A vaccine against HER2 would train the immune system's more destructive agents to recognize the cancer cells overproducing HER2 and destroy them, leaving healthy cells more or less alone. But so far, vaccines against HER2 have seen only moderate success.
"Vaccines targeting the HER2 oncoprotein have been tried," Shen said. "But these vaccines have mostly not been very potent because of inefficient vaccine delivery, a poor immune response at the site of the tumor, and other factors. We have shown that the PSM-mediated vaccine is not only potent enough to trigger tumor cell killing, but also modifies the tumor microenvironment in a way that favors tumor treatment."
An important aspect of PSM function is stimulating the body's own immune system to fight cancer, Shen said.
"PSMs persistently challenge the antigen-presenting cells to activate the T cells," he said. "And the PSMs modify the tumor microenvironment so that the cytotoxic T cells maintain their activity."
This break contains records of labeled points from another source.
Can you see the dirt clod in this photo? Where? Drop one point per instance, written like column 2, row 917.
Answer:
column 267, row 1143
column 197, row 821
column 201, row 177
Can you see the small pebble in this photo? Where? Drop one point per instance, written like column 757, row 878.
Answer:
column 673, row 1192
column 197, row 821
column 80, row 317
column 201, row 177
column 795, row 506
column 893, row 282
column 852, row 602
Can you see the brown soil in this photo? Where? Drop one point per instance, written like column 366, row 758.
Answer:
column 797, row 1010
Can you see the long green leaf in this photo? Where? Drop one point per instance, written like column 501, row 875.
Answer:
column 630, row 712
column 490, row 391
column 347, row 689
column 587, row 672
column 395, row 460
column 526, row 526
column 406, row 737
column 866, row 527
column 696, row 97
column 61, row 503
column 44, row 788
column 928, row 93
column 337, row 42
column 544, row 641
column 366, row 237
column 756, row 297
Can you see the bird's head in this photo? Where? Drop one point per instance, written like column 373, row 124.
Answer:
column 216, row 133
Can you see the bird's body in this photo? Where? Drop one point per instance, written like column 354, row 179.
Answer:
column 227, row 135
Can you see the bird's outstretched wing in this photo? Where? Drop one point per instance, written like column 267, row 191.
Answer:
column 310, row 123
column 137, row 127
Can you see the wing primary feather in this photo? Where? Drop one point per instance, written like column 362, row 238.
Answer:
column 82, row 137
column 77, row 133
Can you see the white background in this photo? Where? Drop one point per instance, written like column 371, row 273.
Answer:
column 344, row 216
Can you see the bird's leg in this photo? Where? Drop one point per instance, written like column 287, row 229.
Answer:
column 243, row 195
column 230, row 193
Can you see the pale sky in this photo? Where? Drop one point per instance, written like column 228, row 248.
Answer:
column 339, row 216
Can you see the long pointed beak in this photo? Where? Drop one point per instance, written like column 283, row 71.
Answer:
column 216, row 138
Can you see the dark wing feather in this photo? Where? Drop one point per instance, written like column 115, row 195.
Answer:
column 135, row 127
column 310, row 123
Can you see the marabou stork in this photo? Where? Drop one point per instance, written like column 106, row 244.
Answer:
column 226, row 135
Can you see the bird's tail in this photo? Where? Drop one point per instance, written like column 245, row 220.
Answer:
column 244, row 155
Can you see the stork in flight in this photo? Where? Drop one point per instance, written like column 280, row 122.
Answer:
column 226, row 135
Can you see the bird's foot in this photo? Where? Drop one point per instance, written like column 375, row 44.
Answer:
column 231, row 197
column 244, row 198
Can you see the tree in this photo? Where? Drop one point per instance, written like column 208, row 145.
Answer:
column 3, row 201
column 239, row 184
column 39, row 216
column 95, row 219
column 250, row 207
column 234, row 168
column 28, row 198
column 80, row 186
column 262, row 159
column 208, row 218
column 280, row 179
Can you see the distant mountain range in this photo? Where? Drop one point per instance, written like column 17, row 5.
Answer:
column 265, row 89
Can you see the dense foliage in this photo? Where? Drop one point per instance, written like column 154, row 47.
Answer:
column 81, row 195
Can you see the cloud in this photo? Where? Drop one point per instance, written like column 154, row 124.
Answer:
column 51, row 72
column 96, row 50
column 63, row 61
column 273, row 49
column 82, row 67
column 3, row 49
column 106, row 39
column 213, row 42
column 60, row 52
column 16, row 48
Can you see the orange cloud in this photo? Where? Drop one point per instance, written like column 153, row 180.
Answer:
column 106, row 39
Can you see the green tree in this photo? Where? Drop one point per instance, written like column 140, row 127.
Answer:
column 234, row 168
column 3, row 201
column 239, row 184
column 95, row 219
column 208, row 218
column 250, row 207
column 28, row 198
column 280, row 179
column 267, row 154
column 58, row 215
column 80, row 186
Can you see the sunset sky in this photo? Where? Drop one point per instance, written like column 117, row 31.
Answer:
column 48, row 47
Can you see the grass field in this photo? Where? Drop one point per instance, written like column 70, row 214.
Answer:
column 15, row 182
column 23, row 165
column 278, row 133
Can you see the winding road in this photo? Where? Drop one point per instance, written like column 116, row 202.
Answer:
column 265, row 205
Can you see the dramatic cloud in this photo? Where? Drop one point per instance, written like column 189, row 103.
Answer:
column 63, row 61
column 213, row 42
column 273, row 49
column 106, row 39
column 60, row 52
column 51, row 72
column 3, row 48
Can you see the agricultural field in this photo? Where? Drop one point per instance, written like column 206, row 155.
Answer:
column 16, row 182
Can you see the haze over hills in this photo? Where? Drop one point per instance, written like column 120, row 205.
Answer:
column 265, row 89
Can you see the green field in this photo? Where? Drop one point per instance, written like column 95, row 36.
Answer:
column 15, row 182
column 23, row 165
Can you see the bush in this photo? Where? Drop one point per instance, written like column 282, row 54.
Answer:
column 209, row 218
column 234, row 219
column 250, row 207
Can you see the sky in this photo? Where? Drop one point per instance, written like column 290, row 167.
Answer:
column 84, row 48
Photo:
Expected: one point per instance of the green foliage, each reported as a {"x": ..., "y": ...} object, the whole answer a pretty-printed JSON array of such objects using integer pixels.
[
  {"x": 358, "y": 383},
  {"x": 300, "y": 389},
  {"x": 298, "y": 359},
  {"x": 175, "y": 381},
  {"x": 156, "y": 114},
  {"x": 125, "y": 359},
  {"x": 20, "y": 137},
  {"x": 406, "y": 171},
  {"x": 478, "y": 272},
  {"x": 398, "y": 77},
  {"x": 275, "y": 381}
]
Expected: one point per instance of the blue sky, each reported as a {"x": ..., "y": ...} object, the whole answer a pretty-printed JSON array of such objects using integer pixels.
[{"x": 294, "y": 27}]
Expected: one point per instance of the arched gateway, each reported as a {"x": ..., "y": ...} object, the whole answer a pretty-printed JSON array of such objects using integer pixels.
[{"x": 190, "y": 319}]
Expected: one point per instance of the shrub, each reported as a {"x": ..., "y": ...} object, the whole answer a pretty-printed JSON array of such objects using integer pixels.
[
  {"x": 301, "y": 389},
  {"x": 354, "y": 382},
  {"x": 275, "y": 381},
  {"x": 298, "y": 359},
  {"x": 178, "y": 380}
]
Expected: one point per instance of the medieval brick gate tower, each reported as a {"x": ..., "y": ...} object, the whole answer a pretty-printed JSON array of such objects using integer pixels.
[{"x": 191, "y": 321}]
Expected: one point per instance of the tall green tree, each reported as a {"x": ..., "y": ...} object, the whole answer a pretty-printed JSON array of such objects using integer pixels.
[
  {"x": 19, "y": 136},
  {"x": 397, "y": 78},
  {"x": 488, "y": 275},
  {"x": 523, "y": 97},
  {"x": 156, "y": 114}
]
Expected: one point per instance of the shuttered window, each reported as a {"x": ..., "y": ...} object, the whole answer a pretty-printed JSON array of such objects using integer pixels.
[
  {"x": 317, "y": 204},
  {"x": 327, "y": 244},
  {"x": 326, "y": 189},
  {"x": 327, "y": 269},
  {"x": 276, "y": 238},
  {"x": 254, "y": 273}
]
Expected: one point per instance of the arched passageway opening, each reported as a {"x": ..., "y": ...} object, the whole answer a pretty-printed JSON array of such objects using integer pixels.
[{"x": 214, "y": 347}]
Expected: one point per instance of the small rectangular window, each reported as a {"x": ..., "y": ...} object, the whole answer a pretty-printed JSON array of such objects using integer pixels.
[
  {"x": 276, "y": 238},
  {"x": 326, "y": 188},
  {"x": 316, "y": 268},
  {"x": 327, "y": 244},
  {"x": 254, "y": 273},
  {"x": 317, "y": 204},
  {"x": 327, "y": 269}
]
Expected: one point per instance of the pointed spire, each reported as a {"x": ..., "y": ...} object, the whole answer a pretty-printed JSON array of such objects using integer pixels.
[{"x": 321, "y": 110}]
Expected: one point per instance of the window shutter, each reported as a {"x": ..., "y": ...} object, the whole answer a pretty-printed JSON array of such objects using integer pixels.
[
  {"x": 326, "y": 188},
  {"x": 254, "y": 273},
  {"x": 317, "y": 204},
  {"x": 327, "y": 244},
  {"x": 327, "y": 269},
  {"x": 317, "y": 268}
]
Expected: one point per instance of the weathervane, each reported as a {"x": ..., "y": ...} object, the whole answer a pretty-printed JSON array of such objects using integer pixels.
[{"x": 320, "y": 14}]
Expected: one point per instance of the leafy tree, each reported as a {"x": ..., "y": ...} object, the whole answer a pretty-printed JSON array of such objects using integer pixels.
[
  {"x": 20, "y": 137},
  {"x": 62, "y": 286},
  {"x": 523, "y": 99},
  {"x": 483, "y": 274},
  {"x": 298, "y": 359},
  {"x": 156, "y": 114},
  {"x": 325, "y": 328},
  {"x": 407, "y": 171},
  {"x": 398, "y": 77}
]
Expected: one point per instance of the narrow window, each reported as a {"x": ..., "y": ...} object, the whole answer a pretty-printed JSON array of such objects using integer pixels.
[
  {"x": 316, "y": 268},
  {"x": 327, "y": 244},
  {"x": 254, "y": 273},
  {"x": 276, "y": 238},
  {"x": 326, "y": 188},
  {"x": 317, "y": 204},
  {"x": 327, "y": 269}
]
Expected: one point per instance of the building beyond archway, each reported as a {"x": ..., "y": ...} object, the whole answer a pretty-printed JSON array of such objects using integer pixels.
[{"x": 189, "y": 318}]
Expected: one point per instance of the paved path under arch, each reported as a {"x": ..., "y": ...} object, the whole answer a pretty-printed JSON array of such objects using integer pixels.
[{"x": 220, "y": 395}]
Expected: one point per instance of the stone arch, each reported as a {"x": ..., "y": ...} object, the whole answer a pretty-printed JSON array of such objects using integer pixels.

Shen said the use of PSMs could work for any variety of cancer antigens and cancers, and that the PSMs could be loaded with multiple antigens for a single vaccine target, or multiple antigens for several targets, possibly enhancing the approach's effectiveness further.
"Besides developing a highly potent breast cancer vaccine, we have also demonstrated that PSMs are versatile," Shen said. "This is a technology platform that can be applied by other scientists to develop vaccines for other types of cancers, ultimately helping, we hope, more types of cancer patients."
Before human clinical trials can begin, Shen said the researchers must evaluate the toxicity of antigen-loaded PSMs.